Without parents present and willing to discuss what their child is going through, a child can easily be misled.
“If we don’t pay attention to our kids, they’ll go find somebody else who will,” Koch said. “There is a recruitment buzz within the LGBTQ gender-confused population. They know how to recruit. They’re very manipulative; they’re very present, especially in our public schools. So, we need to be available to our kids.”
Respecting differences
Myers noted the importance of educating children that the differences between males and females are positive and intended to complement one another.
“We live in this culture that promotes the idea that eliminating all differences is a good thing, that there’s no real right or wrong, there’s no real good or evil, that male and female are just social constructs,” Myers said. “But God designed us to be biologically different on purpose.”
To illustrate, Myers pointed to the difference in how males and females perceive things with their eyes. He explained that research shows that females’ eyes have a preponderance of P-cells (cells that process information about texture and color). In contrast, males’ eyes have a preponderance of M-cells (cells that process information about movement and direction).
“If you want to accurately see the world, you need to perceive both movement and direction as well as color and texture,” Myers said. “God literally designed males and females so that we need each other to accurately see the world.”
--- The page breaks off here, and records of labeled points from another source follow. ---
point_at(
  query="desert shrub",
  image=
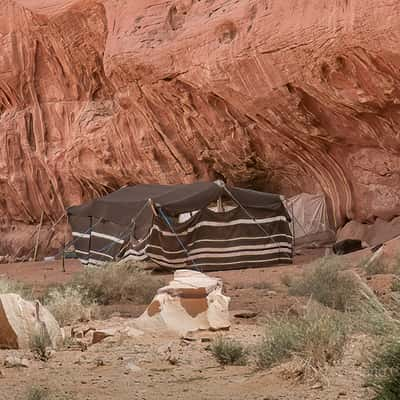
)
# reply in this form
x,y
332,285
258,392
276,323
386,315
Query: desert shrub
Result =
x,y
229,352
68,304
9,286
287,280
396,285
37,393
384,372
318,337
263,286
376,267
327,283
116,283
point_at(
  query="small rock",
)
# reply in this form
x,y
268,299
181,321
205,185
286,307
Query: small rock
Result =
x,y
317,386
245,314
133,367
98,336
100,362
13,362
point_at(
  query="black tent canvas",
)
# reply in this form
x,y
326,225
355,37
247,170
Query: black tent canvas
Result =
x,y
141,222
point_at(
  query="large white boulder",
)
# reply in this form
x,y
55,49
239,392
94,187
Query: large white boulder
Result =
x,y
192,301
21,320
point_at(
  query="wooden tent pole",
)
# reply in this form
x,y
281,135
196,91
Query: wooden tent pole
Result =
x,y
38,237
63,257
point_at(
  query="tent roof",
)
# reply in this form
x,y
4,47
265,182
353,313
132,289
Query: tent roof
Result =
x,y
124,204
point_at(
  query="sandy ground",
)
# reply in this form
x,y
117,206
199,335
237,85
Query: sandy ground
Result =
x,y
137,368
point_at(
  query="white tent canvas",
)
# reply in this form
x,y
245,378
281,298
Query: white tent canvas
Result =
x,y
309,217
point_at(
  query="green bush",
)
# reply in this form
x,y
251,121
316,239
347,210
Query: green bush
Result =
x,y
317,337
328,284
115,283
377,267
68,304
37,393
229,352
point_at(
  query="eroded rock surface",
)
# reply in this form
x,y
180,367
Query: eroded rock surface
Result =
x,y
283,96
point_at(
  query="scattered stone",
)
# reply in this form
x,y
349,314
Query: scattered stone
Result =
x,y
100,335
21,320
317,386
14,362
133,367
245,314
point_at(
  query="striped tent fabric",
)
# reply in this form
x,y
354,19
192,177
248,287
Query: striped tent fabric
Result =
x,y
256,234
217,241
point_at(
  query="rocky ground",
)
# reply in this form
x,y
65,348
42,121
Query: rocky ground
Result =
x,y
154,366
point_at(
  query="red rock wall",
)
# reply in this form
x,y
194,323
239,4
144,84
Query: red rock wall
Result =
x,y
300,95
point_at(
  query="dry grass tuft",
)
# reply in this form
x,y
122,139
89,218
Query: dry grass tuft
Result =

Another illustration is the difference in how males and females respond to stress.
Males typically respond to stress through the portion of the brain that promotes action, while females are more likely to process stress through the portion of the brain that stimulates thinking, he said.
“If you’re in a stressful situation and all you do is ruminate, you can’t solve it. But if you’re in a stressful situation and all you do is immediately act without thinking, you may make it worse,” Myers explained. “Males and females literally need each other to accurately respond to stress.”
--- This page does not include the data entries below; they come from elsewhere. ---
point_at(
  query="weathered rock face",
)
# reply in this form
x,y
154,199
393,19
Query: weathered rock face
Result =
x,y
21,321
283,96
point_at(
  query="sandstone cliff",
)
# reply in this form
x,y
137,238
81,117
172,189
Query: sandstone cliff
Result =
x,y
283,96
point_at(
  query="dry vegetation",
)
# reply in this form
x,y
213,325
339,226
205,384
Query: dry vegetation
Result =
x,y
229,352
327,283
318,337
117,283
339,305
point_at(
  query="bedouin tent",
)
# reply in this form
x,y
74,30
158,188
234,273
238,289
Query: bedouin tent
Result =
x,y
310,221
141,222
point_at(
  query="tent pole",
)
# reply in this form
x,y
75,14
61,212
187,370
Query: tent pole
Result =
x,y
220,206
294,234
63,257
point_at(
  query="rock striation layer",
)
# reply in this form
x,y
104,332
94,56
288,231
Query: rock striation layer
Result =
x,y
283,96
Myers said there are about 6,500 catalogued biological differences between males and females, data that reinforces the idea of intentional, purposeful creation.
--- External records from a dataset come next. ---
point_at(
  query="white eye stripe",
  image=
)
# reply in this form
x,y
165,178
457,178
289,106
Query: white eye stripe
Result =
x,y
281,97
“When young men and women learn about these differences and how they harmonize with one another, they gain a new respect for the other gender, which I think is powerful and helpful in resolving the transgender confusion,” he added.
Instilling confidence
Koch and Myers long to help parents raise children who are secure and confident in who God made them to be.
“My hope is that young adults will begin to see their gender the way God designed them,” Myers said, “both biologically and theologically, as part of His good plan for the world.
“I want them to see that God designed male and female to be different on purpose, to work together to make the world a better place,” he continued. “I want them to understand that God did that for our benefit and His glory.”
Koch added that she hoped people would celebrate God because He “is a good, strategic, personal, intentional Creator.”
“We want young people, people of all ages … to know that God has been good in the way He’s designed us,” Koch concluded, “and we don’t want kids to question that; we want them to be confident in that.”